Sunday, September 27, 2015

The Dilemma of China

Cisco's recently announced partnership with Chinese server maker Insur group illustrates the evolving challenges companies are facing as they attempt to thrive in China.  With slowing global growth, finding success in China's market is increasingly imperative for companies in every industry. However, China is taking advantage of this market power by favoring domestic companies and creating an environment where foreign companies are forced to partner with Chinese companies and thus risk losing their competitive advantage,

Why China?
Despite the recent volatility and underwhelming growth numbers, China's attractiveness as a market for a wide range of companies is obvious.  China's middle class continues to explode in size.  In 2001, the share of the Chinese population who were middle class was 1%. 10 years later, that share is 18%. Companies are eager to meet the demand created by these people with newly found purchasing power. In natural resources, China accounts for 49% of global coal consumption, recently became the largest importer of oil and is the second largest consumer of gold.  In 2010, China became the largest market for automobiles. Simply put, companies ignore the Chinese market at their own peril.

Increasing Difficulties
Sounds great right?  Problem is, with low growth elsewhere, companies are increasingly dependent on China for growth, and the Chinese government is well aware of this fact. The Chinese government is increasing its influence on the way foreign companies operate in the country, partially in an attempt to give its domestic companies a leg up.  The Chinese government is leveraging its power over domestic companies to encourage them to focus their business on domestic Chinese companies at the expense of internationals. Cisco is a prefect example.

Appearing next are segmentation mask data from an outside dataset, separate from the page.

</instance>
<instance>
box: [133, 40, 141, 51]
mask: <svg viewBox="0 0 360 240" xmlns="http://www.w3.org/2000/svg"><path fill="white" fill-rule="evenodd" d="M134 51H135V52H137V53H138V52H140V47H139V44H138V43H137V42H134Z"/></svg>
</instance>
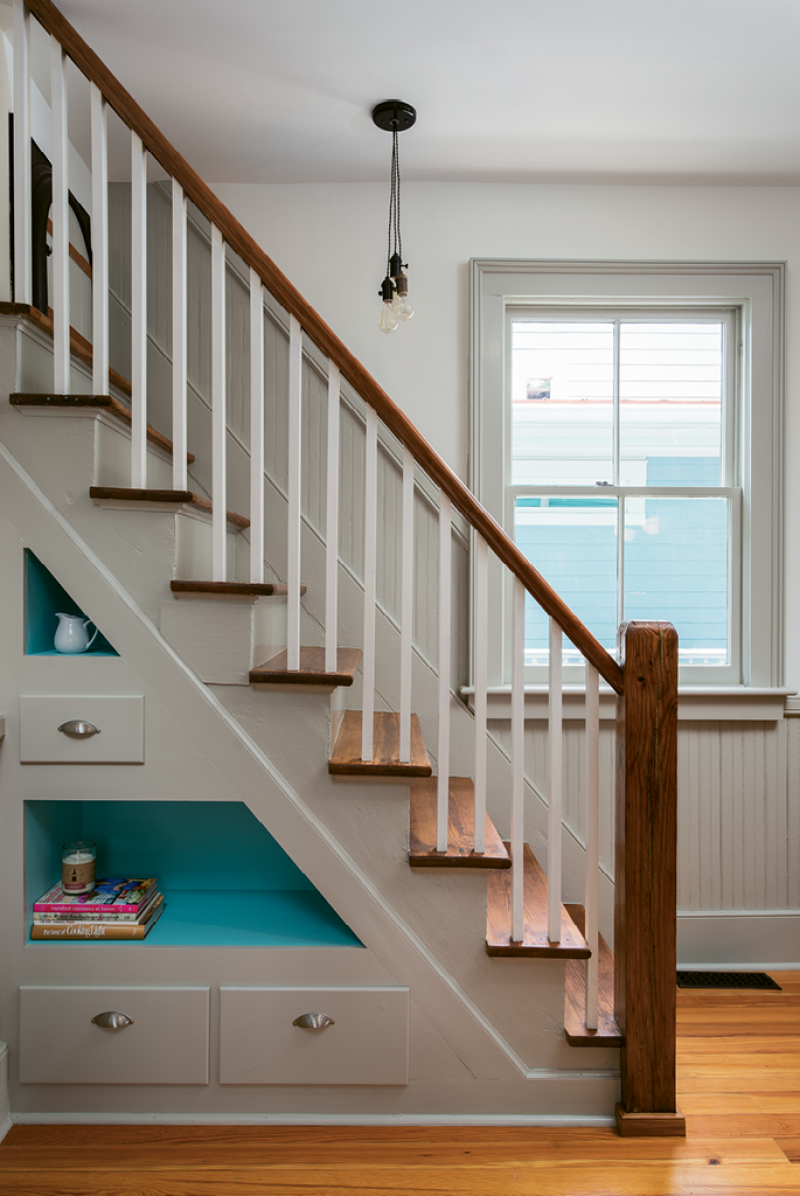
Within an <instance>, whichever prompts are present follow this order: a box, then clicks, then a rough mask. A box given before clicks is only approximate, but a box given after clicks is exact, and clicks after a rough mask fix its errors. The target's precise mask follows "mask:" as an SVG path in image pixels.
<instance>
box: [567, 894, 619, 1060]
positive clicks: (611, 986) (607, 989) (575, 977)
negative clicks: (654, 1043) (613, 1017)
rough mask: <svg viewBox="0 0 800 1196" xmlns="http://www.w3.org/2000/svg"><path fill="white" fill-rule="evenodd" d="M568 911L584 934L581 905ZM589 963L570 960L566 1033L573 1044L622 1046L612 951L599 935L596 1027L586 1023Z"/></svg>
mask: <svg viewBox="0 0 800 1196" xmlns="http://www.w3.org/2000/svg"><path fill="white" fill-rule="evenodd" d="M566 908H567V913H568V914H569V916H570V917H572V920H573V922H574V923H575V926H576V927H578V929H579V930H580V933H581V934H584V933H585V929H586V914H585V911H584V907H582V905H569V904H568V905H567V907H566ZM585 970H586V965H585V964H582V963H580V960H579V959H568V960H567V969H566V990H564V1033H566V1036H567V1042H568V1043H569V1045H570V1047H622V1045H623V1042H624V1039H623V1035H622V1031H621V1030H619V1026H618V1025H617V1023H616V1021H615V1020H613V954H612V952H611V948H610V947H609V944H607V942H606V941H605V939H604V938H603V935H600V945H599V951H598V1009H597V1030H587V1029H586V1026H585V1025H584V1001H585V987H586V980H585V975H586V971H585Z"/></svg>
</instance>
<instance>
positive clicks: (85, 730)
mask: <svg viewBox="0 0 800 1196" xmlns="http://www.w3.org/2000/svg"><path fill="white" fill-rule="evenodd" d="M59 731H61V732H62V733H63V734H65V736H69V738H71V739H91V737H92V736H99V733H100V728H99V727H96V726H94V724H93V722H87V721H86V720H85V719H69V722H62V724H61V726H60V727H59Z"/></svg>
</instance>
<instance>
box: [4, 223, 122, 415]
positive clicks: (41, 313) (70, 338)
mask: <svg viewBox="0 0 800 1196" xmlns="http://www.w3.org/2000/svg"><path fill="white" fill-rule="evenodd" d="M69 249H71V250H72V249H73V246H72V245H71V246H69ZM71 256H72V254H71ZM48 311H50V309H48ZM0 316H16V317H18V318H19V317H22V318H23V319H29V321H30V322H31V324H36V327H37V328H41V329H42V331H43V332H47V335H48V336H53V316H51V315H47V316H45V315H44V312H43V311H39V310H38V307H33V306H32V305H31V304H28V303H0ZM69 352H71V353H72V354H73V356H77V358H78V359H79V360H80V361H83V362H84V365H87V366H91V365H92V362H93V360H94V350H93V348H92V343H91V341H87V340H86V337H85V336H81V335H80V332H78V331H77V330H75V329H74V328H72V327H71V328H69ZM109 382H110V383H111V385H114V386H116V388H117V390H121V391H122V393H123V395H128V397H130V392H132V390H133V388H132V385H130V382H129V380H128V379H127V378H123V376H122V374H121V373H117V371H116V370H109Z"/></svg>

Cisco's Chinese Experience
Cisco long resisted the partnership model in China, preferring to rely on its brand and expertise during its 20 years operating in the country.  Following this strategy led to impressive success. In 2014, Cisco controlled 21.2% of the Chinese server market.  However, this dominance is being challenged by domestic Chinese competitors, particularly Huawei, who are being steered business by the Chinese government.  In 2015, Cisco's share of the Chinese server market dropped to 9.4%.  Much of this decline can be attributed to the Chinese governments decision to remove Cisco (as well as other US companies such as Apple, Citrix and McAfee) from a government approved purchase list for small contracts amid concerns by the Chinese government that the US government had installed so-called backdoors into US made networking gear. Regardless of the reasoning behind the decision, this is a poignant example of the Chinese governments ability to determine winners and losers in its economy and its emphasis on supporting domestic companies.

What's Next
This trend has no end in sight. Companies will continue to struggle with the trade off of the massive financial potential of the Chinese market with the risk of sharing technological know how with Chinese partners who, with the assistance of the Chinese government, may soon become a competitor.